By Devin Eggert, Columnist
Published September 14, 2014
My freshman year, I was depressed about life and in a situation that required immediate psychological services.
Now, don’t ask me why I wasn’t happy. I guess I, like many students, take off my Supergirl “M” costume when I get home and return not to my alter ego, Kara Zor-El, but back to a nerdy school girl who forgets she can fly. Regardless, after a long delay of procrastination due to stigma and fear, I had finally buckled down the courage to make an appointment at the University’s Counseling and Psychological Services, also known as CAPS.
The CAPS receptionist gave me two pathway options. I was faced with a decision: Become a crisis — a psychiatric emergency, with loud police sirens and a bill high enough to match my instability. Or wait a month for an appointment.
Was this a joke?
I can’t deal with a go left sign if you’re Van Gogh and go right if you’re Blair Waldorf and your date turned you down last Saturday. I can’t wait until the end of the month. I can’t even make it through the day. But, I’m not at the point where I need to be on “Grey’s Anatomy” or talk to Doctor Who in the ER about why I’m feeling like I’m dying. So instead of picking a side, I hid in my dorm room between classes and cried miserably.
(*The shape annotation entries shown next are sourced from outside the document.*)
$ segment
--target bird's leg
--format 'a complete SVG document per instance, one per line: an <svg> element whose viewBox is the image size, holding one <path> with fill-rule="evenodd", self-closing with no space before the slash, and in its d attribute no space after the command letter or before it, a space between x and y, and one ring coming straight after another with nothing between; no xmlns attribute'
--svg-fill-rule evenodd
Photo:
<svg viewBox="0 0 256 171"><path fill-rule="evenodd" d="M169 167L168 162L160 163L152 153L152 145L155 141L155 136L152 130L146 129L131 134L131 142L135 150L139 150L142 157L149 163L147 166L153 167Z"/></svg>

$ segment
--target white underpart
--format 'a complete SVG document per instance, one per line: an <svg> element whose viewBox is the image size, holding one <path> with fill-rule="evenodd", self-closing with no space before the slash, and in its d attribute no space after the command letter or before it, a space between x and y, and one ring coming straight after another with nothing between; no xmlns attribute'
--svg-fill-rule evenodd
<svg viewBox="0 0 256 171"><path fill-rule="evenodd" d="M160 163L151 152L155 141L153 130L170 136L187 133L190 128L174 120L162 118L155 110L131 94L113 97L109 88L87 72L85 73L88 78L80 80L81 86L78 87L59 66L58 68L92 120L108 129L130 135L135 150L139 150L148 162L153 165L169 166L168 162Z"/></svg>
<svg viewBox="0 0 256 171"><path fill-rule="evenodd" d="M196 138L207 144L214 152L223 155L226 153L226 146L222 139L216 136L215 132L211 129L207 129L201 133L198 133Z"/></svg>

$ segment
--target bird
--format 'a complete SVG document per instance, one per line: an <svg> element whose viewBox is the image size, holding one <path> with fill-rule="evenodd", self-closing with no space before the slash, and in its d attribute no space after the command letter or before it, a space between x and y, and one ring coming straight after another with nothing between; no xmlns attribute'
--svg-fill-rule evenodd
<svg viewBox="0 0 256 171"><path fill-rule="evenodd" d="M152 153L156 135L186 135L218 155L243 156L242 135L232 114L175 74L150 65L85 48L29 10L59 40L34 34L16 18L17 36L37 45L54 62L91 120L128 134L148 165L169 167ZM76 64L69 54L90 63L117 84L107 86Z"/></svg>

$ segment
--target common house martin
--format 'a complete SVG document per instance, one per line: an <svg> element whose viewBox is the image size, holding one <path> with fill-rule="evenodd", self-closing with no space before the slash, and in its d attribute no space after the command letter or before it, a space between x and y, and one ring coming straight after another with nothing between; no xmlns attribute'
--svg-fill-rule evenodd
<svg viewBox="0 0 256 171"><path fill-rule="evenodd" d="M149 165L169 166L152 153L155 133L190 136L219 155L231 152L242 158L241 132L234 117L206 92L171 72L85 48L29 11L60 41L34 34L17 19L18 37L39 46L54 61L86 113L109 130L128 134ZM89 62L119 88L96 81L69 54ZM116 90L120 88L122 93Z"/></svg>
But, tears can fuel your drive sometimes, if you can learn to turn the switch. And that’s what I did.
Being a powerhouse, I didn’t give up. I self-proclaimed my own solution to the problem of backed-up psychological appointments. “There will be a CAPS on North Campus. Not only will there be a CAPS, there will be a CAPS, SAPAC and Trotter-type building all in Pierpont.” Come, victimized people of the North, we shall lead a rebellion riding our slower-than-snails buses down the streets of Central Campus Ann Arbor!
I don’t want one person on campus to be alone like I was.
Of course, this movement didn’t come in the form of caped crusaders or a medieval army shouting QUEEN OF THE NORTH! It came in the form of long comment cards and advocacy meetings with grinning bureaucrats graciously answering, “That sounds like an excellent idea — let me do absolutely nothing about it.”
Four years later, no longer a freshman but a budding Daily columnist, I secured an interview with the CAPS Director Todd Sevig, for Student Suicide Awareness week. I had finally leveraged myself for my one-minute elevator pitch to change CAPS as we know it.
I waited in the same CAPS front room I had been in many times before filling out bubbled evaluation sheets to test my sanity. I nervously smoothed out my button-down shirt and checked to make sure my voice recorder worked.
Meanwhile, a dark-haired, quiet guy, whom I had already projected my own story on, entered the CAPS waiting room. Knowing how the journey of CAPS had gone for so many of my friends and me, I listened closer, waiting for the warm and smiling receptionist to unintentionally turn away his hesitant request for help …
“OK, I’ll go ahead and set you up with a consultation appointment,” the receptionist replied. “I’ll get you a meeting within the next one to three days.”
What? My head turned around.
What kind of world am I living in?
Just then, the director of CAPS came into the waiting room to shake my hand and lead me to his office.
“The wait time used to fluctuate from one to three weeks and that was what was uncomfortable,” Sevig explained. “And to be honest, it was uncomfortable for staff as well. We’re abolishing that whole concept. When a student comes in asking for an appointment, they will get an initial consultation appointment within one to three days. Now, our crisis option for students will still be available, but the reality is, we’ve listened to students and most prefer setting up an appointment.”
What? A department on campus that is actually receptive to student feedback?
“What we, as a staff, listened to was this critique that the wait for CAPS was too long. We overhauled the old system in response. We had to completely change our mindset,” Sevig said.
Sevig talked about a promotion of centralized efficiency, small changes adding up to suitable big changes and went over a newly created “draft” flowchart with me.
Centralized efficiency? He had found my kryptonite ... And a flow chart?
OMG it was too much to handle.
In response to my North Campus woes, Sevig agreed.
“CAPS has just initiated a new embedded counseling system this year within the school systems on North Campus,” Sevig said. “Currently we have a staff member in every school on North. It’s too early to tell, but so far it has been well-received.”
Well, let me tell you, after fighting an uphill battle in terms of getting prompt psychological services for my fellow students, I could not be more pleased with the CAPS team’s response to the need for faster services. The director of CAPS asked me to encourage anyone who does utilize any type of service at CAPS to give feedback, because it has been invaluable in the process. I feel like I can hang my cape on this issue, though.
Congrats, CAPS, that was a big win for you in my comic book.